Shame

shame

Regia: Steve McQueen
Anno: 2011

Un film che svela senza pudori la voragine interiore che può aprirsi dietro una vita apparentemente perfetta. Crudo, duro, compulsivo, impersonale. Riflette una logica molto simile a quella che soggiace alla spasmodica ricerca di potere e riconoscimento sociale che si consuma quotidianamente nelle metropoli contemporanee.

Steve McQueen, videoartista britannico, già regista del piccolo capolavoro sulla vita di Bobby Sands, il militante dell’IRA morto in carcere in seguito a uno sciopero della fame, (Hanger, 2008), realizza un film meno coivolgente dal punto vista emotivo, ma più sofisticato.

L’attore protagonista è lo stesso, Michael Fassbender, che, in entrambi i casi, da prova di grande bravura (in Hunger addirittura era impossibile non preoccuparsi per la sua salute reale, visto lo stato di deperimento che aveva raggiunto). Shame è un’altra cosa, completamente un’altra cosa, tanto Hanger era ideologico e concreto: lotta vera, sofferenza reale, fisica, tanto Shame è disilluso e la sofferenza (tanta!) si colloca su un piano quasi esclusivamente interiore.

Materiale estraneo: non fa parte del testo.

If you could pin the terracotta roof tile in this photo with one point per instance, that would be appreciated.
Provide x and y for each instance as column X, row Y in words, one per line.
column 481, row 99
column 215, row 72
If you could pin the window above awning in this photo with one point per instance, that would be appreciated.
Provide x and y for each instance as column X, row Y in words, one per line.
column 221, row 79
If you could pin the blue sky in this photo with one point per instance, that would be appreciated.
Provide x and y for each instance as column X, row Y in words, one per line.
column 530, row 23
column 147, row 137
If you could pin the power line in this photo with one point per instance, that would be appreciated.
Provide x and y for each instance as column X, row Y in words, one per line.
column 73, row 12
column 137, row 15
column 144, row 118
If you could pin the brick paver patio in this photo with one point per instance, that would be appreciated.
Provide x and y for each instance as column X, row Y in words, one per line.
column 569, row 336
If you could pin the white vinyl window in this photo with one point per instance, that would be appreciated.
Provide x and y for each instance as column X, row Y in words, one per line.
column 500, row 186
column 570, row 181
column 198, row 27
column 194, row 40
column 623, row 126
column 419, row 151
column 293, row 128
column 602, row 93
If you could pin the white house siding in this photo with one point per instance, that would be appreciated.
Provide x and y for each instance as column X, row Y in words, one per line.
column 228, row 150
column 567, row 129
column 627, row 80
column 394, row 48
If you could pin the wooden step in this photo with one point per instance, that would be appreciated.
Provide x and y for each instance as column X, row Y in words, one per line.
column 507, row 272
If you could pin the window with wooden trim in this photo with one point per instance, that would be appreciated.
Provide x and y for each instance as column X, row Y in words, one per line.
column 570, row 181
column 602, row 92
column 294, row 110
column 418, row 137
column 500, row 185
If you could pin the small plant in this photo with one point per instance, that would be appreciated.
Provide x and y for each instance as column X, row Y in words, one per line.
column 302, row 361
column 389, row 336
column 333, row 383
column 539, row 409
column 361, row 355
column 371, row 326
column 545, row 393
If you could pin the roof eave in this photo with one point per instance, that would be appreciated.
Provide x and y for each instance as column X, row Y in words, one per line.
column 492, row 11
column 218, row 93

Un logorante male di vivere che iduce il protagonista Brandon, quarantenne bello, ricco e di successo, a cercare di saziare la sua fame implacabile in una serie infinita di rapporti sessuali occasionali, brutali. Non emerge passione, ma solo la ricerca compulsiva di amplessi che non sembrano condurre all’appagamento dei sensi, ma solo rispondere a un bisogno meccanico, ferino.

Diverso atteggiamento, stessa infelicità per la sorella Sissy (la bravissima Carey Mulligan) che nella costante ricerca di affetto e compiacimento rivela fragilità e totale mancanza di autostima. Non si vuole bene e lo dimostra, sogna di ricominciare da capo a New York, illudendosi che la Grande Mela possa offrirle un futuro migliore e non capendo, o forse non volendo capire, che, come nel caso dal fratello, il suo flagello incurabile, inesorabile è del tutto interiore e come tale ancora più difficile da sanare.

La trama è minimale, con espisodi ricorrenti e ossessivi che, nella quantità, trovano la loro collocazione e il loro senso. L’atto sensuale freneticamente ripetuto con un numero di figure femminili del tutto intercambiabili si trasforma in un rito nauseabondo, bulimico, che racconta un vuoto incolmabile, uno spasmo rivolto dritto dritto verso il nulla. Un guscio raffinato contiene la brutalità dirompente e rende l’atmosfera del film rarefatta e asettica, come la casa dove Brandon vive e dove Sissy s’installa. Non cerca di suscitare facili consensi con trucchetti emotivi: sembra essere stato pensato più per essere spiato che per essere guardato, ma, forse anche per questo, percuote inevitabilmente l’emotività con la sua forza espressiva.

Un film da vedere sicuramente non solo perchè valido dal punto di vista tecnico formale, ma anche e soprattutto per la sensazione di vuoto e desolazione che, inevitabilmente, lascia in chi lo vede. Un pugno nello stomaco.  Non si può uscire dal cinema senza riflettere, senza guardarsi dentro e cercare angosciosamente le tracce del male oscuro che si annida negli animi dei protagonisti e che sembra riflettere qualcosa di più generale, di esterno, di  molto moderno: un’ inquietudine metropolitana.